As the Queer Alliance Resource Center, or QARC, and bridges Multicultural Resource Center fight for adequate student spacing, members of QARC attempt to clear up misconceptions about the two organizations’ demands in the relocation of their meeting spaces.
QARC and bridges
QARC and bridges are not the same organization — QARC is a campus organization run by LGBTQ+ students, dedicated to LGBTQ+ students. According to Jerry Javier, board director for QARC, the center “provide(s) financial resources, logistical resources and (helps) facilitate community dialogue.”
Bridges Multicultural Resource Center, meanwhile, is a coalition of several campus organizations that encourages underrepresented students of color to pursue higher education and provides resources for UC Berkeley students of color.

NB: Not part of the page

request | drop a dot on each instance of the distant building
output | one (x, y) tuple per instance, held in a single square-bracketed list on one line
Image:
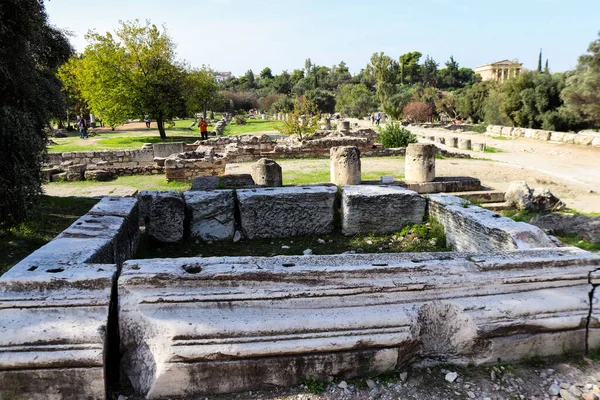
[(499, 70), (221, 76)]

Javier said the two organizations are not new resources on campus, despite what many people may think.
“QARC and bridges are both very old organizations that have systematically been downsized,” Javier said. “We’re … established organizations with a history of supporting students on a large scale (and) we’re trying to gain back a space that has already been taken from us.”
Issues with spaces
Last Friday, supporters and members of the organizations led a protest in front of Sather Gate — after having held several previous protests — demanding their resource centers be relocated to another area on campus.
In 2011, QARC and bridges were offered the choice of two spaces — one in office space shared with other student groups and the other in the Eshleman Hall basement. Because of bridges’ work with K-12 students, which requires it to keep certain information confidential, the shared office space was not an option, and it therefore agreed to its current space.
“The community is still trying to get the best place possible for our resource centers,” said Juniper Cordova-Goff, a member of QARC who is involved with the bridges and QARC fight for spaces. “We’re in the middle of what the next steps are … and we’re just trying to hold the institution accountable and make sure everyone knows we are visible.”
Media misconceptions
Many news outlets reported that activists who were part of the protest refused passage to white students attempting to pass through Sather Gate but did not prevent minority students from crossing. Javier said this claim is false.
“The students of color (were) actually trying to join the line in support — people just didn’t know what they were looking at,” Javier said. “We turned away everyone who came, no matter what race or ethnicity they were … except for people with disabilities.”
According to campus spokesperson Adam Ratliff, campus representatives have examined the situation and have spoken with eyewitnesses, including police officers, and determined that race did not play a role in the protesters’ interactions with people who attempted to pass through.
Media sources claiming the organizations are looking for a “safe space” are wrong, according to Javier.
“I’m not sure where the safe space rhetorics are popping up,” Javier said. “We’re not asking for safe space, we’re asking for our spaces to be expanded so that we can operate and do the work we are doing for large communities.”
Campus leaders are currently helping to create a solution to the issue in close cooperation with the ASUC Student Union, Ratliff said in an email.